А море на его глазах переживало новые метаморфозы. Теперь оно уже казалось многоцветным витражом. Желтый, зеленый, голубой, алый и лиловый цвета, будто матовые стекла, защищали земной шар от прямого потока солнечных корпускул. Эти круглые окна Земли, ее сплошные водяные стены, упругие и колышущиеся, наверно, поставили бы в тупик обитателя иных миров, если б он озирал нашу планету с ближней орбиты. "Кто хозяин сего дивного храма?" — подумал бы далекий гость, ловя телескопом игру света и совершенно не уделяя внимания беспорядочной толкотне неких инфузорий вокруг муравьиных кучек городов.

Конечно, Кеша никак не мог предположить, что его беглой мысли о космическом пришельце в самые ближайшие секунды будет дано отчасти подтверждение, а отчасти опровержение. Во-первых, внеземное существо опустилось все-таки в океане. А во-вторых, Земля не показалась ему столь заманчиво многоцветной.
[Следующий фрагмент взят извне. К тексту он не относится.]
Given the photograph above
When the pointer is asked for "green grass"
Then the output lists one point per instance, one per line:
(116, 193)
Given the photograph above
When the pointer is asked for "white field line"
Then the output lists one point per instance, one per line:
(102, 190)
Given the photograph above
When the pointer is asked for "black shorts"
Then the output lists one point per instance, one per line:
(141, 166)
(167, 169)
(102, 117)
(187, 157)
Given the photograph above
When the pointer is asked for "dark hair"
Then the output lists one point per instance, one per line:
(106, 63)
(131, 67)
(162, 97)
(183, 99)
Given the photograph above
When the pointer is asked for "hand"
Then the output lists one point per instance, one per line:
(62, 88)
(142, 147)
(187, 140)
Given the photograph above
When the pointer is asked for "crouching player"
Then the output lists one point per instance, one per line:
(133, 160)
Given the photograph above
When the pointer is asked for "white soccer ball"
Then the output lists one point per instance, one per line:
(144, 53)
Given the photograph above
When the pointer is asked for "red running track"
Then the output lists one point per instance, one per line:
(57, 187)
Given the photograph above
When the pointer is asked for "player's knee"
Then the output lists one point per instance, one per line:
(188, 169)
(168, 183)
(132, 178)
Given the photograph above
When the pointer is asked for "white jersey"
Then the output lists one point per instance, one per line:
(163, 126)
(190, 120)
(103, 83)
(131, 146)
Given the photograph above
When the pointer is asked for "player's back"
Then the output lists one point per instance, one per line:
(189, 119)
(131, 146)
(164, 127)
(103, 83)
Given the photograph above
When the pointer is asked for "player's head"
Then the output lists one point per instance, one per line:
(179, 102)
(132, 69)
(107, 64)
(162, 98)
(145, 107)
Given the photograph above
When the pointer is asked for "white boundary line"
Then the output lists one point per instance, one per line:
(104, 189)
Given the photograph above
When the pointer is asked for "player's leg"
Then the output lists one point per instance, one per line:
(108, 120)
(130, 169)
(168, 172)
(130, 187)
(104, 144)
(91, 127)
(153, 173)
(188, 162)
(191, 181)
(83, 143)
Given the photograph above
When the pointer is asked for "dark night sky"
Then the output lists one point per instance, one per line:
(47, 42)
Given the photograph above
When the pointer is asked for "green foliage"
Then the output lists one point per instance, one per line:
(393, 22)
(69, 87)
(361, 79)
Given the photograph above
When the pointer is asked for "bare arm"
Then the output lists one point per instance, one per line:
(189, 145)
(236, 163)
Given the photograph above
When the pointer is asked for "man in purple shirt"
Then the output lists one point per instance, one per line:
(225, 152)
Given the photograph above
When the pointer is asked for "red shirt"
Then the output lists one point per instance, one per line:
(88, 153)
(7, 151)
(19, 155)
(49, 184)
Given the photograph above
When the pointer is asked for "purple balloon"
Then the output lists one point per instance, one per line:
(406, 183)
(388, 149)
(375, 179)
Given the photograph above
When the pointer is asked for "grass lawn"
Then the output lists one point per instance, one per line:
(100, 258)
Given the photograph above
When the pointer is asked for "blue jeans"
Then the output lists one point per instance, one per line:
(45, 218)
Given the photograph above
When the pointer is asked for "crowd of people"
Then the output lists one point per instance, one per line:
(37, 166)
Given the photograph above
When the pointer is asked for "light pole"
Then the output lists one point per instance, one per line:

Вид Земли с далекой орбиты напоминал скорее рентгеновский снимок. Сквозь легкую накидку сегодняшних материков проступал слепок древнейших формаций, когда планета до странности походила на Луну — гигантские овалы кратеров, кольцевые структуры, дуги, разломы. Все это с течением миллионолетий опустилось намного глубже и лишь просвечивает сквозь внешние слои земной коры. Конечно, если смотреть из космоса!

Но и вблизи внеземное существо и не могло увидеть Землю такою, какой ее видят люди, ибо такой Земли… не существует!

"Как?! — воскликнул бы тут Кеша Торицын, подобно любому из нас. — Бросьте эти штучки! Мы поверили, что Земля круглая и вертится. Поверили не вам, ученые-теоретики, а глазам Магеллана и Юрия Гагарина. Пусть так. Круглая. Вертится. Но как вы смеете утверждать, будто нашей зеленой планеты и вовсе нет, если мы все живем на ней, и каждый миг ощущаем ее запахи, трогаем ее вещи, видим ее краски, слышим ее звуки?.."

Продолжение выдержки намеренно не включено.